Secondo il Rapporto annuale relativo al Sistema informativo statistico delle comunicazioni obbligatorie diminuiscono le assunzioni e aumentano i licenziamenti.

Contratti, il 70% è a termine

I numeri del Ministero del Lavoro


Aumenta il numero degli occupati in Italia? Certo, ma occorre fare delle necessarie precisazioni ovvero che la maggior parte dei nuovi rapporti è a tempo determinato. A confermarlo è il Ministero del Lavoro e delle Politiche Sociali, che rileva come il mito del posto fisso sia sempre più tale. La maggior parte delle assunzioni, anche se a tempo, è stata concentrata nel settore dei Servizi, soprattutto nelle città del Centro Italia e con prevalenza lavoratori uomini. E a dimostrazione della precarietà del mondo del lavoro il numero dei tirocini attivati nel 2017 è stato in aumento del +15,40% rispetto a un anno prima con un bassissimo tasso di conversazione in contratto a tempo indeterminato.

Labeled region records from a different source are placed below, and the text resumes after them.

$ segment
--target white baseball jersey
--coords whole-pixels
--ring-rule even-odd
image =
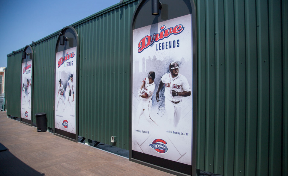
[[[58,96],[63,96],[62,95],[62,93],[63,93],[63,92],[64,91],[64,88],[63,87],[63,85],[62,84],[61,84],[61,86],[60,86],[60,85],[59,84],[59,85],[58,86],[58,92],[59,92],[59,95]]]
[[[154,82],[149,84],[149,79],[148,77],[144,78],[142,82],[144,83],[144,86],[141,90],[140,94],[146,95],[146,98],[140,97],[141,100],[138,105],[137,112],[134,119],[135,124],[137,126],[139,123],[140,117],[144,114],[146,120],[152,127],[157,126],[157,124],[152,119],[150,116],[151,108],[152,106],[152,97],[155,89]]]
[[[144,78],[142,82],[144,83],[144,87],[141,90],[141,94],[146,95],[146,98],[141,97],[143,100],[148,100],[151,99],[152,95],[155,89],[155,85],[154,82],[151,84],[149,84],[149,79],[148,77]]]
[[[191,91],[187,79],[181,74],[173,78],[171,73],[166,73],[162,77],[161,81],[165,85],[165,97],[170,101],[178,101],[183,98],[181,93],[178,96],[172,96],[171,93],[172,90],[178,92]]]
[[[69,88],[69,87],[70,87]],[[71,95],[73,93],[73,92],[74,91],[74,87],[73,86],[73,84],[72,83],[72,82],[71,81],[71,80],[70,79],[69,80],[69,81],[68,81],[68,83],[67,85],[67,87],[66,88],[66,91],[69,92],[69,91],[70,89],[71,90]]]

I numeri del Ministero del Lavoro

Secondo il Rapporto annuale relativo al Sistema informativo statistico delle comunicazioni obbligatorie, la situazione è allora piuttosto chiara. Lo scorso anno sono stati attivati circa 10,6 milioni di rapporti di lavoro, oltre a circa 2,2 milioni di contratti in somministrazione per un totale di circa 12,8 milioni di attivazioni. Il contratto a tempo determinato è la soluzione a cui i datori di lavoro hanno ricorso più di frequente. E tanto per avere un'idea del trend prevalente, il dicastero ha registrato un aumento di 0,8 punti percentuali rispetto a un anno prima e di 4,7 punti percentuali rispetto a due anni prima. E tranne la pubblica amministrazione, dove la situazione occupazione è ingessata, le assunzioni attivazioni ha interessato quasi tutta l'Italia.

Addio al posto fisso

Se si riducono le assunzioni, aumentano invece le interruzioni del rapporto di lavoro, che fanno registrare un balzo in avanti dell'11,3% rispetto all'anno precedente. Provando ad andare a caccia delle ragioni, si scopre che la modalità prevalente di cessazione del rapporto di lavoro è quella della scadenza naturale del contratto, quindi quella richiesta dai lavoratori (le dimissioni) e infine quella promossa dai datori di lavoro. Da segnalare che nel Lazio una interruzione di lavoro su tre è riferita a contratti di 1 giorno, fenomeno legato al mondo dello spettacolo la cui produzione è concentrata quasi tutta in questa regione.